# Gosling Question



## thibodeaux (Mar 17, 2014)

Any idea on there to type of goslings they maybe? I know different kind of geese & come down to thinking maybe the little dark one is Toulouse are African and the little yellowish one is a white embden... But doesn't it have a little color on it's back as a goslings? Ugh maybe both are Pilgrim.. I didn't see a knob for it to be African... Ugh l just know... I can add more pictures if need be 

Sent from my SPH-D710 using Goat Forum mobile app


----------



## spidy1 (Jan 9, 2014)

I'm no expert, but Toulouse have orange bills, so I'm thinking Chinese on the dark one and Embden on the light one-it looks just like my Embden when he was tiny! Note: Embden geese have very dark blue eyes!!!


----------



## thibodeaux (Mar 17, 2014)

spidy1 said:


> I'm no expert, but Toulouse have orange bills, so I'm thinking Chinese on the dark one and Embden on the light one-it looks just like my Embden when he was tiny! Note: Embden geese have very dark blue eyes!!!


I have talked to someone who raises Toulouse, I asked her & said their bill is black when young & orange when older...

I don't think it's chinese I was told Chinese 
& African has some kind of knob & there is no knob, but I'm like you not a expert..

The little yellow one's eyes are really so dark I never thought to see if she/he has blue eyes, thanks for the information tomorrow I'm going to have to look! 

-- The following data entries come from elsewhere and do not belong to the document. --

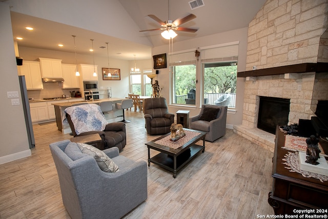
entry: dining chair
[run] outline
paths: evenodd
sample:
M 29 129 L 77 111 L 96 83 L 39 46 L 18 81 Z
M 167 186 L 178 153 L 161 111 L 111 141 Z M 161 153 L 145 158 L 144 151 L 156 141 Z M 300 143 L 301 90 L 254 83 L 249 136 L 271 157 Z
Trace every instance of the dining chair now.
M 139 108 L 140 112 L 142 111 L 142 101 L 140 99 L 139 94 L 129 94 L 129 97 L 132 99 L 134 111 L 137 111 L 137 108 Z

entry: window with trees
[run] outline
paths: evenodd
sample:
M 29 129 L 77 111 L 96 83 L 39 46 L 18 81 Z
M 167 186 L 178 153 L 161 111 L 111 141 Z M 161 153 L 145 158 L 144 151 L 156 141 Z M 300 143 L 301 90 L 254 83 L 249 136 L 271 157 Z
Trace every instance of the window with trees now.
M 195 105 L 200 98 L 200 103 L 216 105 L 229 93 L 228 106 L 235 107 L 238 49 L 238 42 L 202 48 L 200 62 L 196 62 L 194 50 L 171 54 L 172 103 Z M 200 85 L 197 78 L 202 78 Z
M 151 79 L 147 74 L 152 73 L 151 69 L 146 69 L 142 72 L 130 72 L 131 92 L 140 95 L 151 96 L 153 90 Z
M 194 51 L 172 55 L 170 66 L 172 73 L 173 103 L 195 105 L 196 65 Z

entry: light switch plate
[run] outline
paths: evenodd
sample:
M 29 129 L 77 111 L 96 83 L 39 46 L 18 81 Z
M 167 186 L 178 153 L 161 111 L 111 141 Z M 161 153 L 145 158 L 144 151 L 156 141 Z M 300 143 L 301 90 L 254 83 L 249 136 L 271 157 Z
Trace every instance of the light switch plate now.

I guess it's just a waiting game, wish the type was on the box.. :-(

Sent from my SPH-D710 using Goat Forum mobile app


----------



## goathiker (Apr 14, 2011)

The knob on the African and Chinese doesn't come in until they are about 4 to 6 months old.


----------



## thibodeaux (Mar 17, 2014)

goathiker said:


> The knob on the African and Chinese doesn't come in until they are about 4 to 6 months old.


Oh okay, thank you

Sent from my SPH-D710 using Goat Forum mobile app


----------



## Karen (Jun 22, 2010)

Yeah, it's pretty much a "wait and see" at this age! What kind are they? 100% Cute!


----------



## thibodeaux (Mar 17, 2014)

Karen said:


> Yeah, it's pretty much a "wait and see" at this age! What kind are they? 100% Cute!


Still so young thought 
But you can't change what they are, so my waiting begins. I'm still waiting on my ducks,turkeys,and now them so it's just another to add. I kbow what there are just not there sex 

Sent from my SPH-D710 using Goat Forum mobile app


----------